Cela est vrai pour la plupart des 41 espèces de plantes pollinisées par les insectes qui poussent dans un habitat de la garrigue de Phrygana sur l'île grecque de Lesbos. Une équipe de recherche internationale a publié ses conclusions le 4 septembre dans Nature Ecology & Evolution.

L'équipe a étudié la façon dont ces plantes communiquent avec un assemblage diversifié d'insectes pollinisateurs dans la même communauté. Ils ont découvert un lien entre la couleur des fleurs et leur parfum, de sorte que les deux caractéristiques peuvent être considérées comme un seul signal intégré.

Il s’agit de la première étude à démontrer l’intégration des parfums de couleur pour toute une communauté végétale.

"Ce résultat nous a choqués car nous avons collecté et analysé les données de manière aveugle et impartiale, et parce que les études précédentes n’avaient même pas envisagé la possibilité d’une coordination couleur-odeur", a déclaré Robert Raguso, professeur de neurobiologie. étude.

Les fleurs utilisent des signaux coordonnés de couleur et de parfum pour attirer les insectes, qui acquièrent du pollen lors des visites florales et assurent la pollinisation des plantes. À leur tour, les insectes ont intérêt à acquérir du nectar et du pollen comme nourriture.

En connectant les canaux visuels et olfactifs, les fleurs rendent leur signal plus fort et plus stable dans les conditions environnementales intenses de la mer Égée.

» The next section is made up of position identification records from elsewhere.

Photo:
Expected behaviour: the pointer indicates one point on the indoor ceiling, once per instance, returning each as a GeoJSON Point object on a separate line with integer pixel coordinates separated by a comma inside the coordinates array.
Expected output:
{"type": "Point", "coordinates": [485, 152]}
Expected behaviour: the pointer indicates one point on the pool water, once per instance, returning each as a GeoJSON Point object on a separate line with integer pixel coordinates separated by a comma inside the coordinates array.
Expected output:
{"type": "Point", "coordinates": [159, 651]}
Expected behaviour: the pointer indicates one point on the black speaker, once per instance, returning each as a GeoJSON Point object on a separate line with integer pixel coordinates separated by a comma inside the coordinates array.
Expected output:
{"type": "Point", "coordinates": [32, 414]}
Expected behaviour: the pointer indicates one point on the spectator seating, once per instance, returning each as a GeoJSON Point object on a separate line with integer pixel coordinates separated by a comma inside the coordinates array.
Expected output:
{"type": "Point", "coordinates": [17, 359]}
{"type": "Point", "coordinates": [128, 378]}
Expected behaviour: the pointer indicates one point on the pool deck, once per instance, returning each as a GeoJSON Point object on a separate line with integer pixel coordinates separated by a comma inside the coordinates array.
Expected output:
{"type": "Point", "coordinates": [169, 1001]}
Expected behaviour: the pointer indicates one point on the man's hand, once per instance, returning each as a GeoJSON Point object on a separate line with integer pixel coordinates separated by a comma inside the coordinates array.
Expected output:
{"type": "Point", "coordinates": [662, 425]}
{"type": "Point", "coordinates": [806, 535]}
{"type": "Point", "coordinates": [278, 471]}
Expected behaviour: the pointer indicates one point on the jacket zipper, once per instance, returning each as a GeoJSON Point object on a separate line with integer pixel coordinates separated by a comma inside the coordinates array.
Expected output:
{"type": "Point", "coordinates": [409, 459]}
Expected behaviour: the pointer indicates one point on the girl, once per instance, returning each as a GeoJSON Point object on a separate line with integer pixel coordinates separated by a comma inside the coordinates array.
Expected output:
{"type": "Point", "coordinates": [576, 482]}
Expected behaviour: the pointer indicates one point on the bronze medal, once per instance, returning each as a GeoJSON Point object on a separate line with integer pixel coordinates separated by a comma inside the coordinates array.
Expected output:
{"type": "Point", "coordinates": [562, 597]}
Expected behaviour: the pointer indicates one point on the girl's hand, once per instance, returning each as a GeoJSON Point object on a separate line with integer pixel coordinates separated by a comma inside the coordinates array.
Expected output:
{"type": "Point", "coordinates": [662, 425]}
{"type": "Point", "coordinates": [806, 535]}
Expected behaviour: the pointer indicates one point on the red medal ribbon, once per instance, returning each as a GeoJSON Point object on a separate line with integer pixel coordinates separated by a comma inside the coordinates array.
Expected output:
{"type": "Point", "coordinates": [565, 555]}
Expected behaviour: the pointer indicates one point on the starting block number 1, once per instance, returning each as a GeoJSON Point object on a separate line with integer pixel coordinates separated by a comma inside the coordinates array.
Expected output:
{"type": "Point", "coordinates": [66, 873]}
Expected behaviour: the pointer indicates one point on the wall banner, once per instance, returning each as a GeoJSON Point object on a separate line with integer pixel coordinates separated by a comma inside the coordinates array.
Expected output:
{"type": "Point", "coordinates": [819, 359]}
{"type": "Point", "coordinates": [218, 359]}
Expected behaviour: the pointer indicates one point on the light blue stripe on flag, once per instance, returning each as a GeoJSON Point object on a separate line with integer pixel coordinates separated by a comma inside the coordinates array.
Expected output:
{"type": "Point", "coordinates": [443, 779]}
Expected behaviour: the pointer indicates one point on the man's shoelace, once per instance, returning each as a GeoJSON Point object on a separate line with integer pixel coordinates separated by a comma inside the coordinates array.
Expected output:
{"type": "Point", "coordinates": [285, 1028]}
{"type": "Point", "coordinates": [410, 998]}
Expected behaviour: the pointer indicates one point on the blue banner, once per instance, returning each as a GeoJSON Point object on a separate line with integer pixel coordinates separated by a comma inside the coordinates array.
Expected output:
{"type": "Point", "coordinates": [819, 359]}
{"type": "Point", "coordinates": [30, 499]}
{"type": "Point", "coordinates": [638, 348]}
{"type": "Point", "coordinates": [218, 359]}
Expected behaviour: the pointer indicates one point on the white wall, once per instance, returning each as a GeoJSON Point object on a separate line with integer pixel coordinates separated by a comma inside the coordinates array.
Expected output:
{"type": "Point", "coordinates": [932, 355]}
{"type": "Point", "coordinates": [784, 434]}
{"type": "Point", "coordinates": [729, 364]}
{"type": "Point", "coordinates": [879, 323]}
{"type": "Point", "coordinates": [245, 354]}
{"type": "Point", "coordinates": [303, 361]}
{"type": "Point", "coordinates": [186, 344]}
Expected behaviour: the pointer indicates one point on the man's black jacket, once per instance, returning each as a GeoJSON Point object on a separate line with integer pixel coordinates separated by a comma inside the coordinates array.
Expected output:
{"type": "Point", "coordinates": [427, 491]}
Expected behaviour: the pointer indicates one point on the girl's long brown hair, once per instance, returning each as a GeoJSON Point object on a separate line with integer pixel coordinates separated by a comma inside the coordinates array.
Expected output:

Les jours venteux, les parfums peuvent se dissiper mais les couleurs resteront des attractifs floraux viables, alors que le parfum pourrait être le principal attractif lorsque les fleurs sont masquées par la végétation dense des garrigues Phrygana.

Selon Raguso, il est également probable que de nombreux insectes apprennent à associer des repas de nectar ou de pollen à des combinaisons spécifiques de couleur et de parfum.

"Les abeilles sont les pollinisateurs dominants sur notre site d’étude et elles ont une vision des couleurs trichromatique: elles voient les UV, le bleu et le vert", a déclaré Raguso. "Mais les papillons et les coléoptères ont des systèmes visuels divergents, et peuvent également voir en rouge. Nous avons conçu notre étude pour prendre en compte ces différentes formes de perception et de pression sélective."

L'étude fournit une nouvelle direction pour la recherche sur les interactions entre les signaux végétaux et les sens des animaux.

"Les progrès dans notre domaine ont été entravés par la manière dont nous étudions les interactions entre plantes et pollinisateurs - en nous concentrant uniquement sur une échelle spatiale ou un canal sensoriel", a déclaré M. Raguso. "Avec cette étude, nous nous sommes rapprochés de ce que je soupçonne être la réalité pour la plupart des pollinisateurs, qui s'intègrent parfaitement entre les canaux sensoriels lorsqu'ils approchent d'un produit alimentaire, comme nous le faisons."

Les chercheurs estiment que l’étude réduira les obstacles à une compréhension plus globale de la pollinisation, en fournissant un modèle sur la manière d’effectuer des analyses sensorielles et écologiques impartiales dans toute communauté de pollinisateurs de plantes.